Así se inicia la Cuaresma de este año, un tiempo que, tal como afirmó Mons. Taltavull, «a pesar de que hace que nos movamos en el desierto, nos proporciona nuevos oasis donde encontrar el agua que nos puede saciar del todo, cuando la queremos tal como Jesús nos la da». El prelado destacó que no solo en este tiempo de Cuaresma, sino en nuestro día a día, tenemos que intentar buscar el agua que Jesús nos ofrece. Y esta «solo dará resultado si luchamos contra toda apariencia e hipocresía, si rogamos con toda sinceridad y discreción y no nos dejamos vencer por el orgullo ni traicionamos al primero que no piensa como nosotros ni favorece nuestros intereses».

También hizo referencia al mensaje del papa Francisco para la Cuaresma, que nos pide «que renovemos la fe, la esperanza y la caridad, y que lo hagamos con el ejercicio de la oración, de la austeridad del ayuno y de la generosidad de la limosna, gestos todos imperados por el amor». Un amor, destacó el Obispo, siempre solidario. «De no ser así, no tendría ningún sentido cualquier cosa que hiciéramos», afirmó.

En la carta que el Obispo ha publicado para la Cuaresma, siguen los detalles de esta propuesta.

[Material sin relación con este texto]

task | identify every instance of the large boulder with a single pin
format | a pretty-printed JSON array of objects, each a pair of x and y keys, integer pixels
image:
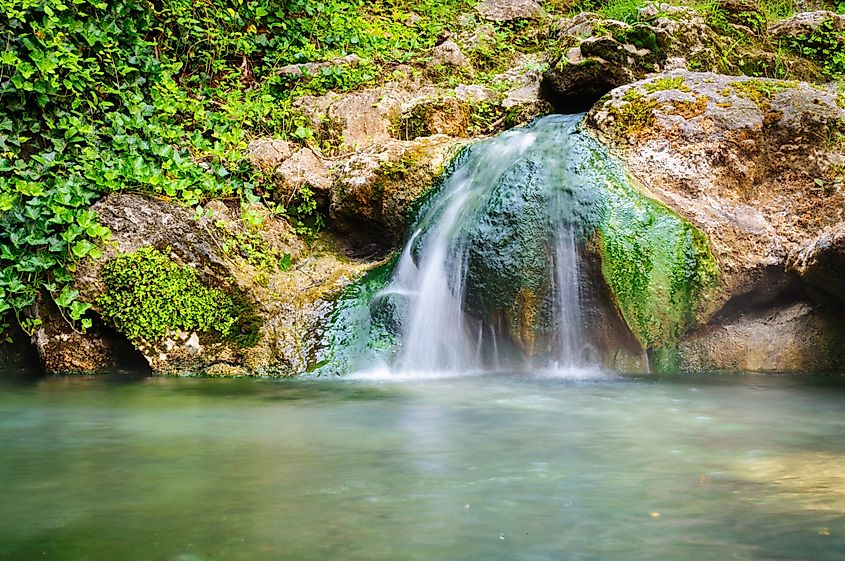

Se puede leer aquí.

Del mismo modo, todas las parroquias de la diócesis han celebrado misas con bendición de la ceniza que se imponen en la cabeza de los fieles. Se trata de un signo muy antiguo, de carácter penitencial, que marca el inicio del tiempo litúrgico de la Cuaresma.

En el siglo XI, el papa Urbano II "recomendó la imposición de la ceniza a todos los fieles como signo distintivo de la inauguración de la Cuaresma, como símbolo del recuerdo de la muerte pero también de la buena nueva del Evangelio.

En este día, el Evangelio explica las prácticas cuaresmales recomendadas, que son la mayor escucha de la Palabra de Dios, la oración, el ayuno y la limosna.